My cells are 0.4 degrees per side, so the largest circle that fits among non-empty cells has radius

0.4sqrt2.png

So in the worst case, we can fit a radius 62.9km circle within my non-empty cells. This is a bit less than double my radius 34.85km circle that I already found. Thus I need to re-run my grid-sampling with a finer grid, and check all the empty areas that turns up. Fine.

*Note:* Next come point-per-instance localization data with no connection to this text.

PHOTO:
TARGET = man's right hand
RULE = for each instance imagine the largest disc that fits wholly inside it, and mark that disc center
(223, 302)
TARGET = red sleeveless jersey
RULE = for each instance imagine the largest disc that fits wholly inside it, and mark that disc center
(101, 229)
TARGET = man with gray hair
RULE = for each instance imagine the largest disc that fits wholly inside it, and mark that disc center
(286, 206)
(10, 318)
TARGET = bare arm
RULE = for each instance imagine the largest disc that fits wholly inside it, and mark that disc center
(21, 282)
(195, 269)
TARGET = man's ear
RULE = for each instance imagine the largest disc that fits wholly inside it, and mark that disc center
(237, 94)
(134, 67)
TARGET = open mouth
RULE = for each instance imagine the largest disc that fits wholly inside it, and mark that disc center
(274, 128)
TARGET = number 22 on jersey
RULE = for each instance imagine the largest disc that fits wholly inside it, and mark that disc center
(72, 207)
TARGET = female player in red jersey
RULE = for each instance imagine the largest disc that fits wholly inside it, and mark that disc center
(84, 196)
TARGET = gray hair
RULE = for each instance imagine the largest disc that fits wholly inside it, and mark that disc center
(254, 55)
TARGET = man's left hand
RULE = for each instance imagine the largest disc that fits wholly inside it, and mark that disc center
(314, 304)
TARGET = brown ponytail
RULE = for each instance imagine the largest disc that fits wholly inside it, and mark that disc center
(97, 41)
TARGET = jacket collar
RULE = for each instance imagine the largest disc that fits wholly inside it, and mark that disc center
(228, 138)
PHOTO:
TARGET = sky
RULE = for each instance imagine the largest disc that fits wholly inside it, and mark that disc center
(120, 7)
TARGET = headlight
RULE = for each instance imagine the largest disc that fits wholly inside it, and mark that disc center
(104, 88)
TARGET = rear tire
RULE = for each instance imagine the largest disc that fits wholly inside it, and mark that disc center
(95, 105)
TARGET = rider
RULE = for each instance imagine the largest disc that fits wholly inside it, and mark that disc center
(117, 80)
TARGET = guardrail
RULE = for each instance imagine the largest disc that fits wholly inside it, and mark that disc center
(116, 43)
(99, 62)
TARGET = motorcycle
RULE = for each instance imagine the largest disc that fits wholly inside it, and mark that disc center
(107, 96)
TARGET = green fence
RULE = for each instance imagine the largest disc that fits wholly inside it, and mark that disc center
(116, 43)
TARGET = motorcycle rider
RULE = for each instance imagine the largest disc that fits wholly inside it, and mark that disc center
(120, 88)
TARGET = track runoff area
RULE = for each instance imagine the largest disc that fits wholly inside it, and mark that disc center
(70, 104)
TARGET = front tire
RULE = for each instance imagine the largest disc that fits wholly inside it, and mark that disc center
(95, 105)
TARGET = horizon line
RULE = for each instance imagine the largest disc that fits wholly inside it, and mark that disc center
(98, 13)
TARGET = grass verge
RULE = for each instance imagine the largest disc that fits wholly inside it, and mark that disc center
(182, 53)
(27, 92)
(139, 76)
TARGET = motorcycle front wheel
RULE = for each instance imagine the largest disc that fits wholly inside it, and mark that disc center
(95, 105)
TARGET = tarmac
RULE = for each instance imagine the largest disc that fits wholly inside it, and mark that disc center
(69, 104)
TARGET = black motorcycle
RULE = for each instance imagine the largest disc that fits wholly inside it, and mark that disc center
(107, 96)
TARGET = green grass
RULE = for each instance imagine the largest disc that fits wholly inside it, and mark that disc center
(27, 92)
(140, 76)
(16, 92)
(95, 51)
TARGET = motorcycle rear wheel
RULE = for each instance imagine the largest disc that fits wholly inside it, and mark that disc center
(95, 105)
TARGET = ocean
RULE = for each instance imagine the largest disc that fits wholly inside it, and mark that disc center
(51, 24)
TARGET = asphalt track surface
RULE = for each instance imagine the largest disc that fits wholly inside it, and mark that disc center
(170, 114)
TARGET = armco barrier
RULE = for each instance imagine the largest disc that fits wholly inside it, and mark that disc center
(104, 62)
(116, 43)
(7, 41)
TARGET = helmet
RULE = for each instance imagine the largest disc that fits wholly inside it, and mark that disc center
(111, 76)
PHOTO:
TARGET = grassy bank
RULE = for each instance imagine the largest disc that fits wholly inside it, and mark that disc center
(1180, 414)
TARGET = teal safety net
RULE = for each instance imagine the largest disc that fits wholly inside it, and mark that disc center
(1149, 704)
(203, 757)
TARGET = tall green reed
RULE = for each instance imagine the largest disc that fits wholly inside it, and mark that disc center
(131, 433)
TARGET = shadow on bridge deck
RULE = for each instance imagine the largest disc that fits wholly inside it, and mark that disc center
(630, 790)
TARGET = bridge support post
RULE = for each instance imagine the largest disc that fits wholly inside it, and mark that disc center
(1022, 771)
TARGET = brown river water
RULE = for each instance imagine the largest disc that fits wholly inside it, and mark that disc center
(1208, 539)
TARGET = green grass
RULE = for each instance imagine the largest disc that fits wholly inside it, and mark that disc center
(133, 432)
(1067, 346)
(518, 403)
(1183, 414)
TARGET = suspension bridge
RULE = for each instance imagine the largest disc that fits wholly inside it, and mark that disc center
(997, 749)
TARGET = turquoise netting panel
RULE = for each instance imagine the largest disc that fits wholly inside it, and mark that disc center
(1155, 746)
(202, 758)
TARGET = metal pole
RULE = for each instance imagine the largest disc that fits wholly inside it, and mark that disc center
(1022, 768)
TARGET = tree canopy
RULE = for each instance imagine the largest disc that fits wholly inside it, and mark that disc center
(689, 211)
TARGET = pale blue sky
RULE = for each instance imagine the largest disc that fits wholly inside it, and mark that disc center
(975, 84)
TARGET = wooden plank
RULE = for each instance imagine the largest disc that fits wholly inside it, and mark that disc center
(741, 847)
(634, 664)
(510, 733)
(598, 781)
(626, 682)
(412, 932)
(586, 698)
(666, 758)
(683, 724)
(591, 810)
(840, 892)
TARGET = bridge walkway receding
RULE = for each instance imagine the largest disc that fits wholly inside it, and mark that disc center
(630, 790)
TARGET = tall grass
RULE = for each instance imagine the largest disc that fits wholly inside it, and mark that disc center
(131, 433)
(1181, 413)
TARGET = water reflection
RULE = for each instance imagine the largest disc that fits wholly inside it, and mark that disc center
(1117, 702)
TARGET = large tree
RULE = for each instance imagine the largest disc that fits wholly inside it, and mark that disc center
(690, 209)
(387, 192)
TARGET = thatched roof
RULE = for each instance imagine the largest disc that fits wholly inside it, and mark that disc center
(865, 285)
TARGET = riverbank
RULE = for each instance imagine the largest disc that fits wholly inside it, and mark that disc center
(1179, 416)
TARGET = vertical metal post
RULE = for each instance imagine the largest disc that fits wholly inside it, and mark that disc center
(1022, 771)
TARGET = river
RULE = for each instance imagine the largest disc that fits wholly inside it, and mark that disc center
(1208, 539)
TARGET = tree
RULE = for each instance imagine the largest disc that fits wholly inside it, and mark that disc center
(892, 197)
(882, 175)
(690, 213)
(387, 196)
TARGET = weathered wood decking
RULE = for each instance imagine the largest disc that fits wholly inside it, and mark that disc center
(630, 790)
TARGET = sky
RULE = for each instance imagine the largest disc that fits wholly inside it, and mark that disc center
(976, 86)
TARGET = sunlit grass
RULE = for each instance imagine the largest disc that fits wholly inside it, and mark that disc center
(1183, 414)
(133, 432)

The worst case was slighly less than a factor of 2 off. I keep my numbers round, and resample with cell widths of 0.2 degrees instead of 0.4 degrees. This took over 2 hours. Anybody know a better way? The resulting map of empty cells looks like this (data, script):

big_samplegrid_onlyempty_0.1.png

We now have a higher-res view, and there're more locations in the continental US that could contain the point we seek. I checked each one, and that gives a conclusive result. The winner is still the point in Yellowstone National Park computed above: https://caltopo.com/m/T90N with a roadless radius of 34.85km:

There are several noteworthy runners up. In second place, coming in with a roadless radius of 29.0km is the Bob Marshall Wilderness: https://caltopo.com/m/FKP3

In third is the point with a roadless radius of 25.05km that we found above in the Frank Church Wilderness: https://caltopo.com/m/H0TM.

So the original predictions were spot on. I'd like to do this again but staying away from trails also, but that would require even smaller cell sizes, and I really don't want to go through this brute-force grid-search process again. Ideas?